22 August 2014

Show Me OIP Derangement Syndrome

Back in 1984 the journalist Michael Kinsley wrote that a Washington “gaffe” occurs when a politician accidentally tells the truth. We had an example of that in Poplar Bluff, Missouri, this week.

KFVS in Missouri reported on a city councilman named Peter Tinsley posting “what some call racist photos” on his Facebook page last year. Those photos, as Talking Points Memo shows, include a doctored image of President Barack Obama as an African witch doctor and another referring to him as “a lyin’ African.” So yeah, they were racist.

Once exposed, Tinsley told a council session: “I apologize from the bottom of my heart. . . . At one time, I was a very active Republican, very opposed to Obama.”

Local Republicans led by an organizer named Eddy Justice quickly reacted to that by insisting that “Tinsley's posts are not representative of the party” even though he is, in fact, an elected representative of the party.

Tinsley then offered another apology for his Facebook habit: “I want people to know that I am very remorseful for it.
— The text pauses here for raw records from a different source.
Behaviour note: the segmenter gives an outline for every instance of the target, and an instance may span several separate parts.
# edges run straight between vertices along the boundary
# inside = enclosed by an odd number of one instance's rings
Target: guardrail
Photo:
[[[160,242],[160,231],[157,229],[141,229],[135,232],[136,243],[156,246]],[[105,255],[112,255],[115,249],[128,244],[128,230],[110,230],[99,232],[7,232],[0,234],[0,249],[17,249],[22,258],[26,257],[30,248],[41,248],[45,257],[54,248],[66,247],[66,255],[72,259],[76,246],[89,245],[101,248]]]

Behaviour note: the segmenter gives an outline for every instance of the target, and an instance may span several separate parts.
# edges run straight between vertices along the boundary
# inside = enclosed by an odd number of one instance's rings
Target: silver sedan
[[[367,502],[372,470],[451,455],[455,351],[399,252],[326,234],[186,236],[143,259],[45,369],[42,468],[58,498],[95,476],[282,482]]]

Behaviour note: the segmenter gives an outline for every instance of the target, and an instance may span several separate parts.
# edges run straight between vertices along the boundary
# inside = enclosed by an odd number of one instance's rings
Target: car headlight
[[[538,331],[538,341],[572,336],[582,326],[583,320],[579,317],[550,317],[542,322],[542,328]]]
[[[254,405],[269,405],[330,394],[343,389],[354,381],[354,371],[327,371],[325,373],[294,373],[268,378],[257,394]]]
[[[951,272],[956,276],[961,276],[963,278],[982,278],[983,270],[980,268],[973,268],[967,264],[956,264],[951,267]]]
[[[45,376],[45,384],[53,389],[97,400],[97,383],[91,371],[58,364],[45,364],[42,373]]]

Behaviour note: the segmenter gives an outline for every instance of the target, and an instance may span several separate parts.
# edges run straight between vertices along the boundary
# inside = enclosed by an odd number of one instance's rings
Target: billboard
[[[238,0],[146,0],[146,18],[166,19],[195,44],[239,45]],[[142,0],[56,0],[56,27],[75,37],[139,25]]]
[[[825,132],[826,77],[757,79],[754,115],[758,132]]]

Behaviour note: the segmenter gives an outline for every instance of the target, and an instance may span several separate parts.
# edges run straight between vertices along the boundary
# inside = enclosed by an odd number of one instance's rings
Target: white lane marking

It was inappropriate. I believe I got caught up in an emotional moment of sharing jokes.” Sharing jokes with whom? Tinsley didn’t say. But we can presume that the Facebook friends of “a very active Republican” include a lot of other local Republicans. Nonetheless, Tinsley insisted: “Anything that I have said, that I referred to the activity because I was a Republican, that is not true. It’s not an excuse.”

And yet it is a reason. Tinsley was caught up in social circles so infected with OIP Derangement Syndrome that he lost sight of the line between reasoned, face-based, respectful political debate and expressions of simple hostility.

As for Eddy Justice, I’m quite willing to accept that he rejects racist jokes. I suspect that in his years as a Tea Party and Republican organizer he’s seen and heard worse such comments, and I hope he’s always been as quick to object to them. I can’t help but note, however, that Justice’s own Facebook page displays:

  • complaints about President Obama taking vacations, even though he’s done so at a rate so far less than President George W. Bush (12 August).
  • insinuations about “Remember when First Ladies were actually ladies?” (25 July).
  • a claim about the cost of health coverage rising 150%—and Justice is himself an insurance agent who sells health policies, so he should know the truth (6 May).
Double standards, snobbish sneers, and lies are all also symptoms of OIP Derangement Syndrome.